Westward down from the barrio chapel, I see the school where my mother used to teach. While my mother was busy with school chores, I was usually left in the care of a gentle old lady I called Lola Cayang and her daughter Tia Lily.

 

Growing up with them, I saw a second family I would seek out even as some of them would settle in Metro Manila. It was pure destiny that I found Tia Lily’s daughter on Facebook. Tia Lily has since moved on, and her daughter has settled in Canada.

 

So many memories of this barrio of my birth. Where the river begins is our mountain land we call Sogod, and that part with the clearest stream I ever saw in my life we call Minacahon.

 

That’s where we used to take a bath, catch fresh shrimps and cook them with coconut milk with fresh pako (ferns). In the summer we would pick farm produce (corn, camote and other root crops) including abaca hemp from local farmhands.

 

For giving them free use of the land, we divided farm produce two-way. We transported our share to the town proper by sea using a bamboo raft passing the shallow coastline.

 

Rite of passage

 

A grade school classmate lived in Barrio Moning and come fiesta time, he would invite me to his place where all you could see were abandoned nipa huts and endless rows of rice land.

 

In one such abandoned nipa hut, young townmates did some merrymaking, with some of them proudly showing off their newly “baptized” private parts in a triumphant show of their new state of manhood. One such fellow grew up to become a lieutenant and, in the early ’80s, I read in the papers that he died in an encounter with Mindoro insurgents.

 

That rite of passage was memorable in the summer after grade school.

 

First-year high school found us in this battered building near a store that rented out Liwayway and Bulaklak magazines, including local comics.

 

Come recess time, male classmates would check the bandage on their private parts in a secluded part of the school where they thought nobody was watching—until they heard girls giggling in another room.

 

No malice

 

Once healed, they’d go swimming naked in that river behind our school. In those days, nobody thought of swimming in birthday suits as obscene.

 

Hiking from the barrio to the town proper passing along the coastline, it was common to see men jumping into the sea au naturel and enjoying the seawater with no hint of malice from island passersby. The sight was as natural as treading on the rice paddies back to town.

 

Some summers were highlighted by endless nighttime dancing. The dancing hall near the sea had an improvised fence and everybody was free to join. They reminded me of scenes from popular Fellini films.
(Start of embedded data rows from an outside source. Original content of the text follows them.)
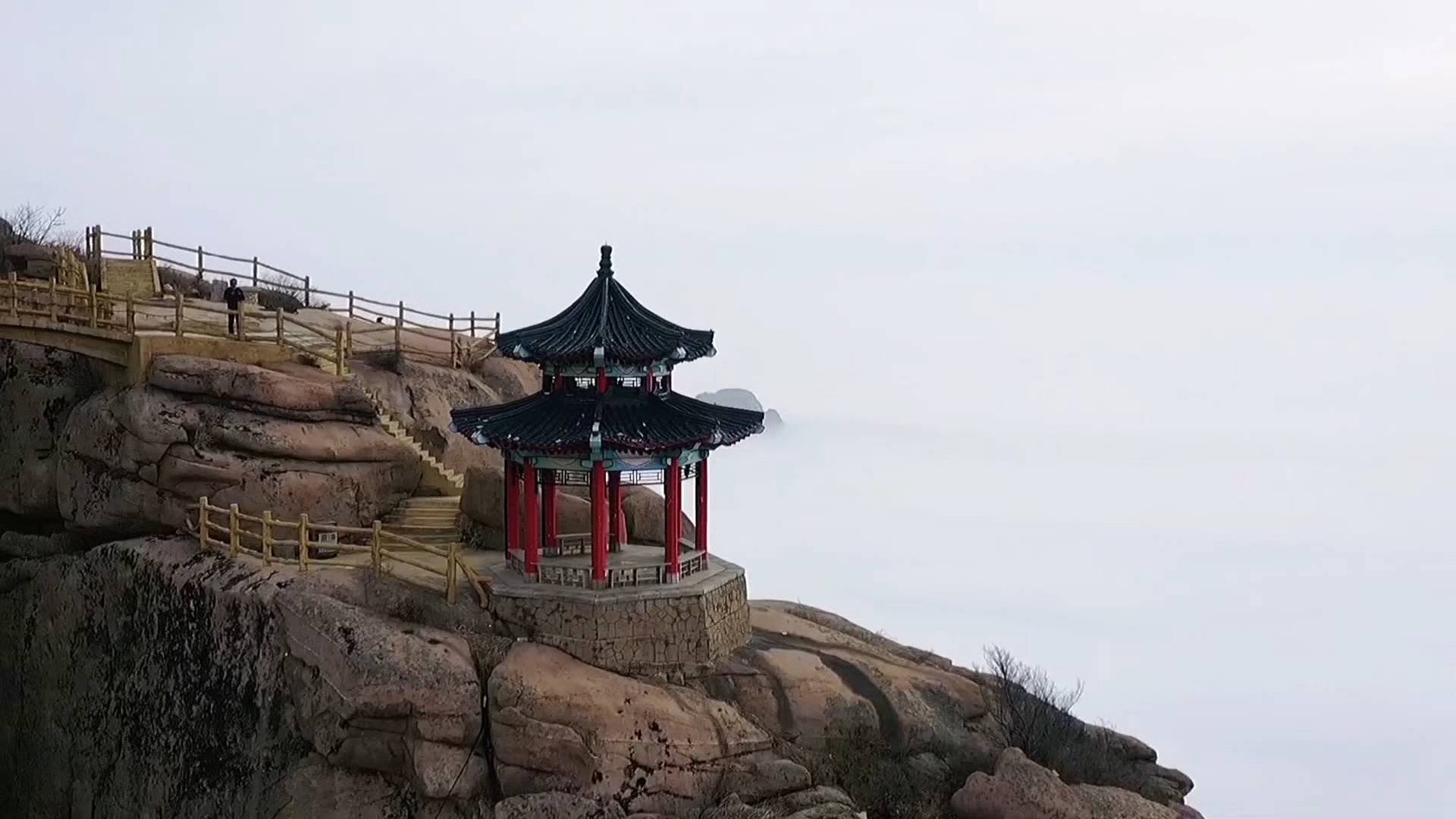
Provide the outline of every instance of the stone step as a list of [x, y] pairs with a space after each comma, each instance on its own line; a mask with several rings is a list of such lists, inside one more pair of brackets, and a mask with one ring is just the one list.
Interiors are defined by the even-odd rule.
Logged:
[[459, 512], [460, 498], [454, 495], [415, 495], [405, 503], [399, 504], [397, 509], [418, 510], [418, 512]]

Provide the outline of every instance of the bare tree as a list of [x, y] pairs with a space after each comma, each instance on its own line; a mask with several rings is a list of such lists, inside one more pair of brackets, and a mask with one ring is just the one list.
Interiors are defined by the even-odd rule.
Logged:
[[61, 227], [66, 227], [66, 208], [47, 210], [33, 204], [23, 204], [10, 208], [3, 219], [10, 223], [16, 239], [45, 245], [61, 238]]
[[1082, 700], [1082, 681], [1061, 688], [1045, 670], [999, 646], [986, 648], [986, 665], [993, 688], [987, 705], [1008, 746], [1019, 748], [1028, 759], [1070, 783], [1125, 780], [1130, 761], [1111, 746], [1115, 733], [1072, 716]]

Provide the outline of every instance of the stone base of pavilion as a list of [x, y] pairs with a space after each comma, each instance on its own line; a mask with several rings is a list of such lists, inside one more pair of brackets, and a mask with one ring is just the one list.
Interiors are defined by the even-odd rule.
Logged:
[[[649, 580], [662, 548], [626, 544], [612, 552], [609, 589], [529, 580], [515, 555], [470, 551], [491, 593], [491, 611], [515, 637], [625, 673], [673, 672], [709, 665], [748, 641], [748, 586], [743, 568], [716, 555], [683, 554], [677, 583]], [[686, 573], [689, 564], [695, 571]], [[590, 579], [590, 555], [542, 555], [542, 574]], [[626, 579], [639, 579], [629, 584]]]

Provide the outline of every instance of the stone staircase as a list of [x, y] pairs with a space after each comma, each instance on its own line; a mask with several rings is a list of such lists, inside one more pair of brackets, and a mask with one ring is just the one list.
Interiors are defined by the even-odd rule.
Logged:
[[[379, 412], [379, 420], [384, 426], [384, 431], [408, 443], [409, 447], [419, 456], [419, 462], [425, 465], [425, 474], [419, 479], [421, 490], [432, 490], [441, 495], [451, 495], [456, 498], [456, 506], [459, 507], [460, 493], [464, 491], [464, 475], [447, 468], [438, 458], [431, 455], [424, 444], [415, 440], [415, 437], [409, 434], [409, 430], [399, 423], [399, 418], [396, 418], [395, 414], [384, 407], [384, 402], [374, 395], [373, 391], [365, 389], [364, 393], [368, 395], [370, 402], [374, 405], [374, 411]], [[421, 495], [424, 493], [416, 490], [415, 494]]]
[[381, 529], [428, 546], [446, 548], [460, 541], [460, 498], [428, 495], [405, 498], [384, 520]]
One summer, two sons of my godfather showed their skills in the new dance craze called Limbo Rock.

 

Circus

 

For me, some summers were memorable when the circus came to town.

 

A huge tent was put up in a vacant lot near the town hall and the main attraction was a woman named Jazmine who could walk on a wire and dance on it as if she were on an ordinary dance floor. That feat had grade-school children like us imitating her skill and, soon enough, you saw ropes tied in the backyard with kids trying to cross a distance on a rope.

 

There was a male singing sensation in the circus and a fan from the capital town followed him. They would make out at the back, and later emerge unmindful of the kids who got to watch an extra live “circus” treat.

 

But circus bands come and go, and when they left, I saw the fan in tears as she was told he was not sure when he was coming back.

 

Then one night, one saw another kind of treat.

 

My first feature film starring Tessie Agana as the martyr child was shown in a big house in the western part of the poblacion.

 

For me, it was an event. The film distributor was a man called Compuesto. Later in high school, my love for films was manifested at the only theater in the province.

 

The theater is long gone and I could only look at that solitary tree near the town mall where I used to catch my ride back to the hometown after watching a “double” treat.